ふむふむ

未成年の子どもたちは対話型生成AIをどう使っている? 保護者に対するアンケート結果を公開

 子どもたちの間でも使われ始めている対話型生成AI。「学習支援」「創造活動」「遊び・相談」と用途も幅広い。若者の間ではChatGPTが「チャッピー」と呼ばれ人気。だが、アメリカでは16歳の少年がChatGPTとの対話の後に自死するなどの事例も起きており、子どもの利用に対する懸念も広がっている。

 AI技術を活用したメンタルパートナーアプリを提供するAwarefy(アウェアファイ・東京)と、同社が運営する「こころの総合研究所」(以下「こころ総研」)は、2025年9月に実施した「未成年の子どもによる対話型生成AIの使用に関するアンケート調査」の分析結果を公開した。

 まず、未成年の子どもを持つ保護者に、子どもが対話型生成AIを利用したことがあるかを尋ねたところ、35.6%(326人)が「利用経験あり」と回答。利用率は年齢とともに上昇し、13歳以上(中学生以上)では半数以上が利用経験ありという結果となった。最年少の利用者は1歳だった。なお、回答者の中で最も利用率が高い「ChatGPT」は利用規約において13歳未満の利用を禁止しているが、同調査では13歳未満の子どもの26.0%が対話型生成AIを利用していることも明らかになっている。

 また、保護者がAIを利用している家庭では、子どもがAIを利用している割合も高い傾向があった。保護者がAIを利用している場合、子どもがAIを利用している割合は33.4%なのに対し、保護者が利用していない場合は2.2%にとどまった。

 利用頻度は、半数以上が週1回以上利用しており、最も多い利用頻度は「週2~3回」。利用目的は、「特定のテーマについて情報を集める」「勉強でわからないところを教えてもらう」などの学習・リサーチが最も多く、「趣味の話」や「雑談」など、話し相手としての利用も多く見られた。契約形態については、個人用のみの利用が84.3%、個人用と学校で支給されたものの両方を利用が5.9%、学校で支給されたもののみを利用が2.4%という結果に。学外での個人利用が約8割を占め、学校での安全管理が及ばない環境での利用が主流であることが明らかになった。

 子どもの対話型生成AI利用について、保護者がどのような影響を感じているかを尋ねたところ、「特に影響はない」~「やや良い影響」という回答が多数を占めた。具体的には、学習の補助や情報収集に役立っているといった声が寄せられたが、一方で、約10%の保護者が「怖いと感じた瞬間」または「依存しているかもしれないと感じた瞬間」があると回答。割合としては少数だが、具体的な懸念として以下のような声も寄せられている。「個人情報や自身の画像などを安易に入力してしまう」「回答を疑うことなく信じてしまう・うのみにしてしまう」「間違った情報を信じて行動に影響していると怖いと思った」。

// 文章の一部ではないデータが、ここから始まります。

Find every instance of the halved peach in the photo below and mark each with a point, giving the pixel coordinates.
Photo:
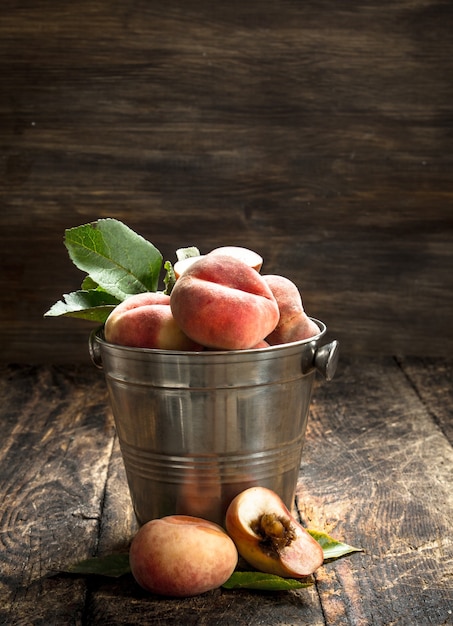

 保護者が最も気になる点として、「AIとやりとりしている内容」が挙げられ、求める対策としては「適切な利用方法について子どもが学ぶ機会の提供」「有害なコンテンツへのアクセス制限」「やりとりの内容を保護者がモニタリングできる機能」が上位となった。

 文部科学省のガイドラインでは、学校現場において留意すべきリスクとして、AIに人格があるかのように誤認するリスク、AIに依存したりAIの答えをうのみにすることで能力の育成が妨げられるリスク、機密情報や個人情報に関するリスク、著作権の侵害に関するリスクなどを挙げている。

 今回の調査結果であげられた保護者の懸念と、ガイドライン上で挙げられているリスクは一致しており、今後AIを利用する子どもがますます増えることを考えると、事業者だけでなく、利用者、専門家、そして社会全体で子どものAIの適正利用について考え、実践していく必要があるだろう。

 米国心理学会(APA)は、未成年のAI利用は大人とは異なる影響がある可能性が高いと指摘しており、専門家監修のサービスなど、児童青年向けに適切に設計されたAIシステムや、目的に特化したAI利用が望まれている。アウェアファイでは、未成年者が利用する際には保護者等の同意を得ることを利用規約で定めているが、今回の調査結果をふまえ、今後は利用者の年齢に応じた注意喚起の強化など、安全性に配慮したさらなる取り組みをしていく予定だという。